I giocatori del Celtic e del Kilmarnock hanno osservato un minuto di silenzio prima del calcio d’inizio per celebrare la Remembrance Sunday, ma il gesto è stato interrotto dai tifosi di casa al Celtic Park.
Il minuto di silenzio per il Giorno della Memoria prima della partita del Celtic contro il Kilmarnock è stato rovinato dai fischi dei tifosi di casa.

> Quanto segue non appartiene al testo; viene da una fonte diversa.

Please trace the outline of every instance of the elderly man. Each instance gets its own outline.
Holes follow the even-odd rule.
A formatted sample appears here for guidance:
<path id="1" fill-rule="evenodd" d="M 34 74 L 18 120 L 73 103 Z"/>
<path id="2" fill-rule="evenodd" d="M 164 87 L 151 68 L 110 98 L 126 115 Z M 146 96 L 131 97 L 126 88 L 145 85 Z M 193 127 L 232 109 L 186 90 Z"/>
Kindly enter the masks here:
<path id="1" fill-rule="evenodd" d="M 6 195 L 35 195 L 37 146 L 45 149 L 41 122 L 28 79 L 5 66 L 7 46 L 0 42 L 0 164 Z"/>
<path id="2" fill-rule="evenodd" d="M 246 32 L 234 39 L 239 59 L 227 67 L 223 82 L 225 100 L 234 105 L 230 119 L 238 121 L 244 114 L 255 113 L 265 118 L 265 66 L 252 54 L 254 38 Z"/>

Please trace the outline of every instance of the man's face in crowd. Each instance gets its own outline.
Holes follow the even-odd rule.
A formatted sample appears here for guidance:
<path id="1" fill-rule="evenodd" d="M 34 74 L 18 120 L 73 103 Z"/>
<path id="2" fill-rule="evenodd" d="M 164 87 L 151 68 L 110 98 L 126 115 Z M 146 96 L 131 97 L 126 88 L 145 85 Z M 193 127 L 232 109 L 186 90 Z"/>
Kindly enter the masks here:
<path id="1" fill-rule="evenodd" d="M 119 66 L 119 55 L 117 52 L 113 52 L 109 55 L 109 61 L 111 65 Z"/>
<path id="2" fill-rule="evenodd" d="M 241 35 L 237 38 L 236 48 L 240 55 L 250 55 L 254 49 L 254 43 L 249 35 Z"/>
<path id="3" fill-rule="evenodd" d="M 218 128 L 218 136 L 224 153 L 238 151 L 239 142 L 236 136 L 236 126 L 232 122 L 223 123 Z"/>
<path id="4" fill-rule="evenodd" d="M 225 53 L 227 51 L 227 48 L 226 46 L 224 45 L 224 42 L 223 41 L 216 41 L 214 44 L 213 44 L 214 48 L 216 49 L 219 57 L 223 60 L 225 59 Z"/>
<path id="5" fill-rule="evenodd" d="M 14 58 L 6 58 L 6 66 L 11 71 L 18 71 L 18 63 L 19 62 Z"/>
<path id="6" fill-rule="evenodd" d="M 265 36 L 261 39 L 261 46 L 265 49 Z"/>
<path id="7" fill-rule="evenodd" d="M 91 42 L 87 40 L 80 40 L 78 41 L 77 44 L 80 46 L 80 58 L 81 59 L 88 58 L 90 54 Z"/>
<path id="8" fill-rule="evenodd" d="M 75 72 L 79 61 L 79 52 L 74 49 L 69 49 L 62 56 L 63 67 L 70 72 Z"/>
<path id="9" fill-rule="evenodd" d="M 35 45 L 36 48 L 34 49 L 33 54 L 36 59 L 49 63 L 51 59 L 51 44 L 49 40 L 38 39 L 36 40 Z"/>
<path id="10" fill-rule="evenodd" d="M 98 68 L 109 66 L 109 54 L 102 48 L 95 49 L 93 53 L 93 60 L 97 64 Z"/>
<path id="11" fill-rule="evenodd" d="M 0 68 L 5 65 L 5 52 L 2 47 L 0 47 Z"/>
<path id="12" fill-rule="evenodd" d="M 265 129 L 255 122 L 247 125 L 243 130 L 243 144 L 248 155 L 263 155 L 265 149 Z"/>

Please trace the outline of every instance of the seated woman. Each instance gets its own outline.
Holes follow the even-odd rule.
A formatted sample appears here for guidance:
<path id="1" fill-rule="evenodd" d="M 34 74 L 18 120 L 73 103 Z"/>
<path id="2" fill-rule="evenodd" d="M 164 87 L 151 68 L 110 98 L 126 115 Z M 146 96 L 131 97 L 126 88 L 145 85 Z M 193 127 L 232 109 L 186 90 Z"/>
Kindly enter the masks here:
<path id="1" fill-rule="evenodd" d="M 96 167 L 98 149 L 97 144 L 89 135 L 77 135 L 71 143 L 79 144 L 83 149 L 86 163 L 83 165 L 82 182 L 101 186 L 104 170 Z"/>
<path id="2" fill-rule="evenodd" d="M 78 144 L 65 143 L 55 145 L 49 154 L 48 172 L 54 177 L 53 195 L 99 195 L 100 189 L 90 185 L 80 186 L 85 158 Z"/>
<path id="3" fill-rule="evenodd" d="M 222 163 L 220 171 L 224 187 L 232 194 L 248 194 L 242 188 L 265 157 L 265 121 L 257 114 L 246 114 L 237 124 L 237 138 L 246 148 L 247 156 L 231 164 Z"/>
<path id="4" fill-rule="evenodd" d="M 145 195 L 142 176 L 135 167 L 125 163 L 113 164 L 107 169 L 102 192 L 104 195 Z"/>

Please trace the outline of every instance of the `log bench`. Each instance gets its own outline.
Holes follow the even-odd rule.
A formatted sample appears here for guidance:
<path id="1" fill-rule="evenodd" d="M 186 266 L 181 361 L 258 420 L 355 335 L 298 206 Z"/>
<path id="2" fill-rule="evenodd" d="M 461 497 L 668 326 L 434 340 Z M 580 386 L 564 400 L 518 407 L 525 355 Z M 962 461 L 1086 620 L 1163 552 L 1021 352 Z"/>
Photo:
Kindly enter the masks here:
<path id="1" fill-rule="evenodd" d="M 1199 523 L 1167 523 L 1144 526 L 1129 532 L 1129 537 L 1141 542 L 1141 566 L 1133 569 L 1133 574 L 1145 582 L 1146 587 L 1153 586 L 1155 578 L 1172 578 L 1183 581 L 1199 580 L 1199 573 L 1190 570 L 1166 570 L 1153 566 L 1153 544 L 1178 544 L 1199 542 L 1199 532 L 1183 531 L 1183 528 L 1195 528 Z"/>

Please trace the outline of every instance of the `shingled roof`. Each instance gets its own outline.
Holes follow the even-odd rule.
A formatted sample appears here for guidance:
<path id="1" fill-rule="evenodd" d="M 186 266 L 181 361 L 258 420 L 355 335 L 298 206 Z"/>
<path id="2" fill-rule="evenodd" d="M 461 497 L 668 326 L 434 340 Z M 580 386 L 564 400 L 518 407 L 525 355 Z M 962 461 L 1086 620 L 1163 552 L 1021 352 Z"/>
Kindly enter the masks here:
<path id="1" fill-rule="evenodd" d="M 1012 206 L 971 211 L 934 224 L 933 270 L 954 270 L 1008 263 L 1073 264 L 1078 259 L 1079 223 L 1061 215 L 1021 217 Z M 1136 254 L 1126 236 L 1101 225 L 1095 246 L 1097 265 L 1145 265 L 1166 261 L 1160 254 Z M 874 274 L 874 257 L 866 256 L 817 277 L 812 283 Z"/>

All’estremità orientale di Glasgow, i giocatori del Celtic e del Kilmarnock si sono uniti alle squadre di tutto il paese osservando un minuto di silenzio prima del calcio d’inizio per celebrare il Giorno della Memoria.
Tutti i giocatori sono rimasti in silenzio nel cerchio centrale finché non si sono sentiti i mormorii del pubblico mentre l’annuncio pre-partita ricordava ai tifosi il gesto rispettoso.
Tuttavia, prima ancora che l’arbitro Don Robertson potesse fischiare e dare inizio al silenzio prima della partita della Premiership scozzese, un’ondata di malcontento è emersa dagli spalti del Celtic Park.
Fischi e canti hanno riempito l’aria mentre alcuni settori della folla hanno voltato loro le spalle, riferisce il registro giornaliero.
Ciò ha portato Robertson a terminare prematuramente il momento di rispetto dopo meno di 20 secondi.
Il commentatore della BBC Rob McLean ha osservato: “È stato un minuto di silenzio molto breve, sono stati pochi secondi di silenzio. Minacciava di essere interrotto e Don Robertson ha deciso di lasciare mentre era in vantaggio”.
I tifosi del club della Premiership scozzese furono presi in giro allo stesso modo durante il silenzio del Giorno della Memoria 12 mesi fa, sempre contro il Kilmarnock ma in quell’occasione in trasferta al Rugby Park.
Il silenzio è stato rotto anche quel giorno quando Sky Sport ha chiesto scusa in diretta. Il commentatore Ian Crocker ha detto: “Mi dispiace se sei stato offeso dal silenzio inquietante”.
In quella partita, uno striscione dei tifosi del Celtic in visita diceva: “Da Balfour a Starmer, i crimini dell’impero perdurano, la Gran Bretagna sta commettendo un genocidio a Gaza”.
Una successiva dichiarazione della North Curve Celtic ha affermato: “Oggi, nel Giorno dell’Armistizio, evidenziamo l’ipocrisia e la vergogna dell’establishment britannico e di altri che piangono selettivamente la perdita di vite umane e non sostengono un armistizio contro il genocidio in corso in Palestina”.
Sul campo, gli Hoops hanno subito preso il comando dopo l’incidente, con l’attaccante Johnny Kenny che ha segnato contro gli ospiti dell’Ayrshire.